Ecos del silencio

La grieta entre los días

Hana despertó con la sensación de que algo había cambiado.
No en la habitación. No en la ciudad.
Sino en el aire.

Se sentó en la cama y llevó una mano al pecho. Su corazón latía con un ritmo distinto, como si hubiera corrido… o llorado… en un lugar que no recordaba del todo. Durante unos segundos, tuvo la certeza de que había pronunciado un nombre mientras dormía.

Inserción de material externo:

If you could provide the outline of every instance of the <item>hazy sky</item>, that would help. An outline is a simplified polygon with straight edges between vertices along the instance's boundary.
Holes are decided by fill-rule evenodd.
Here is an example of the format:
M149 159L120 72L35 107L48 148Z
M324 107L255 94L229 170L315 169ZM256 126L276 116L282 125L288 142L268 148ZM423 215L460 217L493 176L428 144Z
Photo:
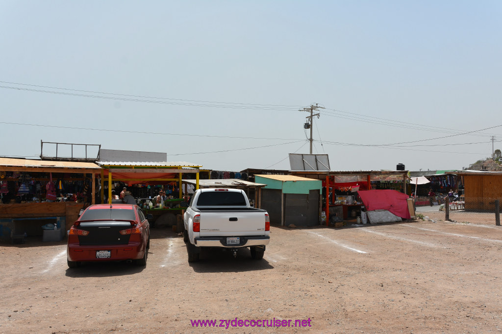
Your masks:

—Tatsuki… —susurró sin darse cuenta.

El silencio respondió.

Ese día, las visiones no llegaron como flashes violentos. Fueron suaves. Demasiado suaves. Recuerdos que no eran suyos se filtraban como agua entre los dedos: una calle al amanecer, el sonido de pasos apurados, una mochila golpeando una pierna al caminar. Todo desde los ojos de alguien más.

Desde los ojos de él.

Al mismo tiempo, cuatro años atrás, Tatsuki se detuvo en seco en medio de la clase. El profesor seguía hablando, los demás escribían, pero él ya no estaba allí. Frente a él apareció una imagen clara, dolorosamente clara: Hana sentada junto a una ventana que no existía aún, mirando una ciudad reconstruida.

Una ciudad después del desastre.

El lápiz cayó de su mano.

—No… —murmuró—. Esto ya no son solo visiones.

Esa tarde, ambos sintieron lo mismo:
una presión en la cabeza, un zumbido constante, como si el tiempo mismo estuviera tensándose. No era un sueño. No era imaginación. Algo estaba rompiéndose entre sus líneas temporales.

Hana abrió su libreta y escribió una sola frase, con la mano temblándole:

> “Nos estamos acercando demasiado.”

En otro punto del tiempo, Tatsuki escribió exactamente lo mismo.

Y por primera vez desde que todo comenzó, ambos sintieron miedo.
No por el terremoto.
No por el futuro.

Sino por una pregunta que empezaba a doler demasiado:

¿Qué pasará cuando el tiempo ya no pueda mantenerlos separados?